Could a cure for Alzheimers be growing in this biotechnologist’s backyard

Over 2 million dementia sufferers in sub-Saharan Africa are waiting for a cure or a treatment that does better than just slowing their deterioration. A treatment they and their families can afford and trust.

Fast-forward two decades into the future, to 2039, when news might break that an indigenous Mauritian herb has been scientifically proven to treat Alzheimer’s disease. Biologists and chemists had screened the wealth of biodiversity on the island using smart technologies and expertise from many other fields technologies, and testing revealed a single herb containing the right compound to combat dementia. Today, Dr Devina Lobine is investigating herbal compounds as therapeutics for Alzheimer’s disease at the University of Mauritius. Like all members of Future Africa, she’s dreaming big to solve some of the continent’s most complex challenges: she wants to work with pharmacologists, clinicians, AI experts and traditional healers to ease the burden of dementia within 20 years.

Incredibly, the needle-in-a-haystack search for therapeutic molecules in indigenous plants is not the biggest challenge for an African scientist like herself, says Lobine. A lack of funding and corruption at all levels mean that the facilities, resources and infrastructure needed for such high-level scientific research are often not available. “The way out is that we have to collaborate with different institutes in Africa and other regions such as Europe and the USA,” she says. Working with international experts in a field like artificial intelligence (AI), for instance, could save a lot of time and money. “For the discovery process, we can apply AI to reduce the amount of time spent screening, and we would scale down the amount of plant samples that we need to do the screen.”

Lobine is already working with different groups in Africa and in the UK to improve the discovery process; to improve the science required to find a compound or molecule effective against Alzheimer's disease. 

She sees Future Africa as an enabling platform that will enhance these collaborations, grow her network and build capacity for her dream. “I have been working in this space for over three years now,” she says, “but now as part of Future Africa I see myself as a different person with a new perception. “Now I have a vision of making things happen in Africa; I feel motivated to work on many different projects. We all know that diseases are a major problem in Africa, both infectious and non-communicable diseases, such as diabetes, dementia and cardiovascular diseases.
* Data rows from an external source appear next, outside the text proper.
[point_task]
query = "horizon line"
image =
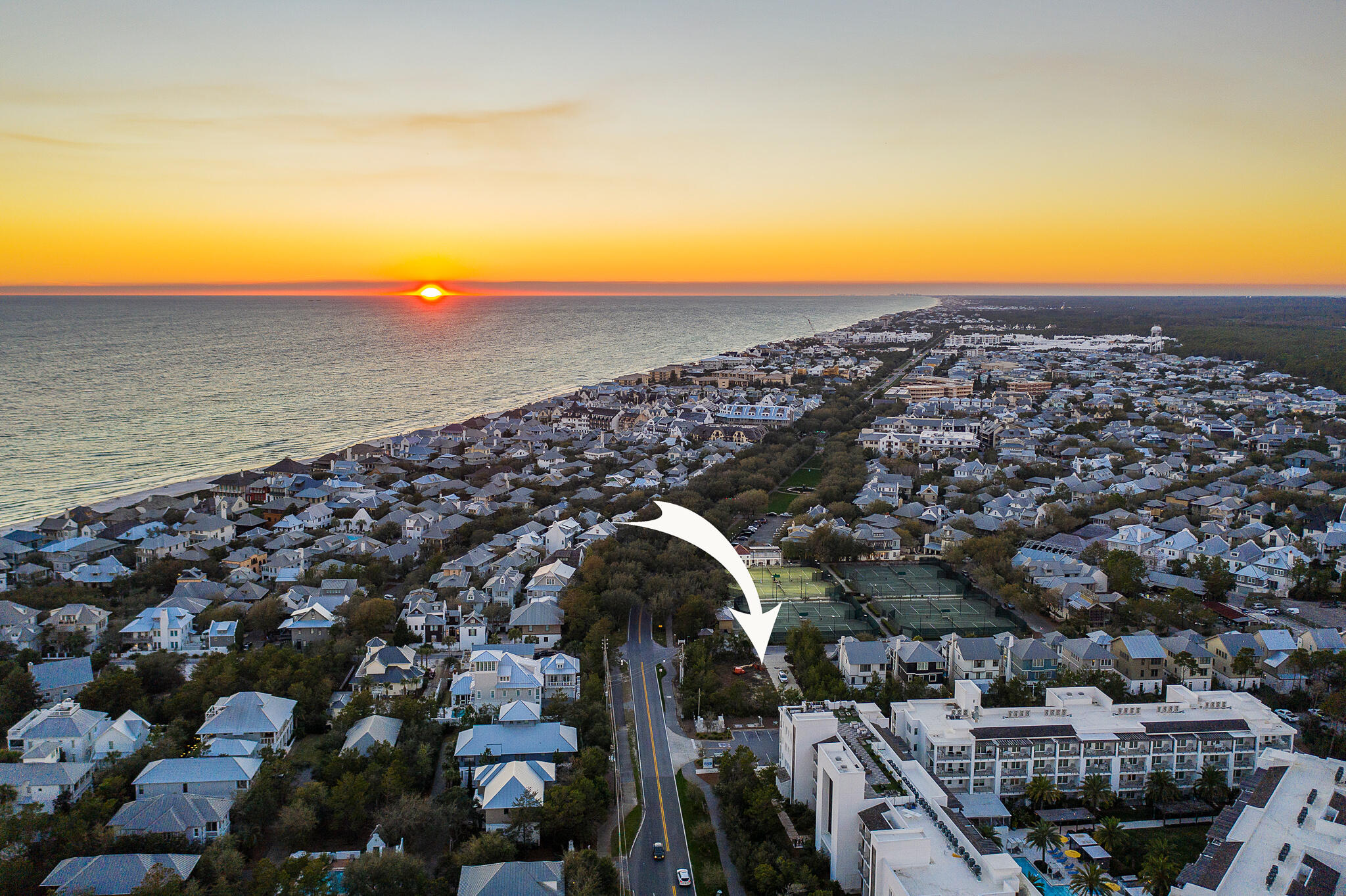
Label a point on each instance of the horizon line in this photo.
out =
(823, 288)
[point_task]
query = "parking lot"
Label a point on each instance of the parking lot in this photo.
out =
(766, 530)
(765, 744)
(776, 665)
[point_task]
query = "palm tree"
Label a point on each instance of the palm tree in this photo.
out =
(1096, 793)
(1042, 836)
(1042, 792)
(1111, 834)
(1159, 872)
(1244, 663)
(1089, 882)
(1212, 785)
(1303, 661)
(1185, 661)
(1161, 788)
(990, 833)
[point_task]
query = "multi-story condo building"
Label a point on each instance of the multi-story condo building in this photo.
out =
(885, 825)
(1081, 732)
(1286, 834)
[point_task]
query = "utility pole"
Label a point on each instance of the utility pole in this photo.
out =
(624, 874)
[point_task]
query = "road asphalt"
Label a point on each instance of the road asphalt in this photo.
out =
(662, 816)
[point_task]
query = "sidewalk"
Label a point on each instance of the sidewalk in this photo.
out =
(625, 767)
(733, 885)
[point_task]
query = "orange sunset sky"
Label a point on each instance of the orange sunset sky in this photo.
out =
(916, 143)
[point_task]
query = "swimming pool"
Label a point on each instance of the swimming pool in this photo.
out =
(1048, 888)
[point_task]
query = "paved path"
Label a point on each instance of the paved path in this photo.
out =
(733, 885)
(438, 788)
(625, 766)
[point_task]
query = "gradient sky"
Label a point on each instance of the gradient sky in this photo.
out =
(995, 142)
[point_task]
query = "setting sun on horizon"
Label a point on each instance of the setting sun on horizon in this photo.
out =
(910, 143)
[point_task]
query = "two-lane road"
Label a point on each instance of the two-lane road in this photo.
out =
(662, 817)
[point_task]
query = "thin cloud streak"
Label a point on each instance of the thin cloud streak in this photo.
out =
(469, 288)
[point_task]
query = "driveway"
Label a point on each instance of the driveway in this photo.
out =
(1312, 615)
(765, 744)
(776, 665)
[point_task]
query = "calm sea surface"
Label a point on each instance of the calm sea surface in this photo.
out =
(106, 396)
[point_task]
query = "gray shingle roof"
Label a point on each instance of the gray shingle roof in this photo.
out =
(512, 879)
(114, 875)
(170, 813)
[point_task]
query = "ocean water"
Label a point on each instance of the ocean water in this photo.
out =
(105, 396)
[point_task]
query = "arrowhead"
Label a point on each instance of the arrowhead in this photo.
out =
(758, 627)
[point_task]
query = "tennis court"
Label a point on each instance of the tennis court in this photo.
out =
(901, 580)
(919, 599)
(932, 618)
(832, 618)
(778, 584)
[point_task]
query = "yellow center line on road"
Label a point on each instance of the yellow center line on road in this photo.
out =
(655, 755)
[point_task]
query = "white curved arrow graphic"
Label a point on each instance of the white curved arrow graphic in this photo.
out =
(702, 533)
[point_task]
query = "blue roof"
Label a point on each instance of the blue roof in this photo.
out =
(517, 740)
(62, 673)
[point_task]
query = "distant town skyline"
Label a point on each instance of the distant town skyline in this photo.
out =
(933, 148)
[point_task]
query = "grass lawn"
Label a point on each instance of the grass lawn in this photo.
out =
(779, 502)
(1185, 843)
(707, 870)
(804, 477)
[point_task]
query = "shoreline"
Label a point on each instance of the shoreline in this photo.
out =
(198, 483)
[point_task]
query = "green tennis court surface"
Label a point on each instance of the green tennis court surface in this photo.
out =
(919, 600)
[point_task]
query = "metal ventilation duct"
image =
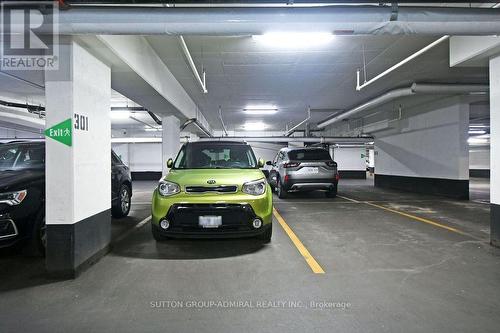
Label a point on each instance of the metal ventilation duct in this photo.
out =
(366, 20)
(415, 88)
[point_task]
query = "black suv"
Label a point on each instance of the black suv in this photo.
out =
(22, 193)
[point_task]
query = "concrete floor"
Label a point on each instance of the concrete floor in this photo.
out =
(392, 273)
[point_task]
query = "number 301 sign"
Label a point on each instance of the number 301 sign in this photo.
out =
(81, 122)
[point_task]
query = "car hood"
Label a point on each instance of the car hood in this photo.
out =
(221, 176)
(12, 180)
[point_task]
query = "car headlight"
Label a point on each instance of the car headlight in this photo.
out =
(256, 187)
(167, 188)
(13, 198)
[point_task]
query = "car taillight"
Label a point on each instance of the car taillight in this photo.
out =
(291, 165)
(331, 163)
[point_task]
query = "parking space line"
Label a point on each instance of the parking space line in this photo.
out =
(420, 219)
(313, 264)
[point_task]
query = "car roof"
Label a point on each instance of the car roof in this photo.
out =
(302, 148)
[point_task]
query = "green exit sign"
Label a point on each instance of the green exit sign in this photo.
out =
(61, 132)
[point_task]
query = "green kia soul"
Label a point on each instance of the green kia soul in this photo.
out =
(213, 189)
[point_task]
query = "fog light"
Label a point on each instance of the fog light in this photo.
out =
(164, 224)
(257, 223)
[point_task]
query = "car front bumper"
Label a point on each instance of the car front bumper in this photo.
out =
(237, 210)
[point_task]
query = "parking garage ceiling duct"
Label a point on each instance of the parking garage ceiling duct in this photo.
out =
(415, 88)
(350, 20)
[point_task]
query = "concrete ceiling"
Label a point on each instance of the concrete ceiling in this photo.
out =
(241, 72)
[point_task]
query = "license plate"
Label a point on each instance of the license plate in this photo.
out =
(210, 221)
(310, 170)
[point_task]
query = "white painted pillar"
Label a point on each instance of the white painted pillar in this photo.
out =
(78, 176)
(495, 150)
(170, 140)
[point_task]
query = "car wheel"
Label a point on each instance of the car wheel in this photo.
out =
(122, 207)
(265, 237)
(332, 193)
(157, 234)
(280, 191)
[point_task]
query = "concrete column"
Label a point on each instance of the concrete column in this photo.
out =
(427, 150)
(78, 171)
(495, 150)
(170, 139)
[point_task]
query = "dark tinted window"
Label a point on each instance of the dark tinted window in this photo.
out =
(309, 155)
(215, 156)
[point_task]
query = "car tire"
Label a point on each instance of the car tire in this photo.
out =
(122, 207)
(282, 194)
(37, 243)
(157, 234)
(332, 193)
(266, 236)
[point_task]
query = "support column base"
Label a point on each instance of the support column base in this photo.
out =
(451, 188)
(72, 248)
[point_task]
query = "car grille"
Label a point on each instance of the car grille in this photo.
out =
(234, 216)
(7, 229)
(217, 189)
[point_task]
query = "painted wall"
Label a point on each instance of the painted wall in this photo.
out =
(430, 144)
(479, 158)
(350, 158)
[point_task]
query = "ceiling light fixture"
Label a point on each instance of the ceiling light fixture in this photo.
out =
(119, 115)
(254, 126)
(294, 39)
(260, 110)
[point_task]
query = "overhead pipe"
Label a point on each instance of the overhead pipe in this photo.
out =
(399, 64)
(291, 130)
(285, 139)
(415, 88)
(187, 54)
(197, 124)
(352, 20)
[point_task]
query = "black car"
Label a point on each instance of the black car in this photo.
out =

We also know that Africa possesses a very rich biodiversity, and this biodiversity is a reservoir of active compounds that can be developed into medicine and remedies.” 
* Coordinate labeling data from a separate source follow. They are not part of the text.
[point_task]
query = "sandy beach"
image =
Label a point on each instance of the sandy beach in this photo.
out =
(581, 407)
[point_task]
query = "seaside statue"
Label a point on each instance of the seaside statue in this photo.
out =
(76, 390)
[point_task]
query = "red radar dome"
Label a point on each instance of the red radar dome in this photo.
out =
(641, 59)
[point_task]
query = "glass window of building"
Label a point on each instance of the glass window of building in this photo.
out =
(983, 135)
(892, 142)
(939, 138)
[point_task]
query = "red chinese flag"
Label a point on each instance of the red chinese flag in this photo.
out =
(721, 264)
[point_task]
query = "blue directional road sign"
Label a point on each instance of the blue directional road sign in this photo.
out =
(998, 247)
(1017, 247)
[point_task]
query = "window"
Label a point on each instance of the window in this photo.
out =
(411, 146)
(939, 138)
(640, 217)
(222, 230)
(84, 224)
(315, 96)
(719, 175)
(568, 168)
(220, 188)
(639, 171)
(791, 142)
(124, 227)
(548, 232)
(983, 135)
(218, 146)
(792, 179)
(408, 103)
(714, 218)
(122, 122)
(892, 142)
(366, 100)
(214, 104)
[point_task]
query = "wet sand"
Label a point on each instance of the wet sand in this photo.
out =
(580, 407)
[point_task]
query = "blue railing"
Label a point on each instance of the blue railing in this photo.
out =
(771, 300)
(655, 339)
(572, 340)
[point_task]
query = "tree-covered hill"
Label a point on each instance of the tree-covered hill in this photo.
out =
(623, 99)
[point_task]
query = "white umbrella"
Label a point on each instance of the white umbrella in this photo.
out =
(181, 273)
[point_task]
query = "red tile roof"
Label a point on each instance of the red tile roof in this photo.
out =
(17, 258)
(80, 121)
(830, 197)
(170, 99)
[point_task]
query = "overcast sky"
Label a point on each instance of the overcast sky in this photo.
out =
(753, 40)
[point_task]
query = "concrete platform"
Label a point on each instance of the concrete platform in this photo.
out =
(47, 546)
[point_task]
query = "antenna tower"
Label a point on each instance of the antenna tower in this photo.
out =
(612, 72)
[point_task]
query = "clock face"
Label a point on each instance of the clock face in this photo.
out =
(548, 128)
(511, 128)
The University of Pretoria itself, home to Future Africa, also recognises that Africa need not always rely on multi-million dollar pharmaceutical companies or first-world research institutions. In the case of malaria, for instance, ongoing work at the University of Pretoria’s Institute for Sustainable Malaria Control (UP ISMC) points to promising therapeutic compounds from the indigenous African wormwood plant.

Imagine this headline in future: “3.5 million dementia patients in sub-Saharan Africa accessed ‘miracle’ Mauritian herb cure in 2039”. What’s your #ImagineFutureAfrica headline?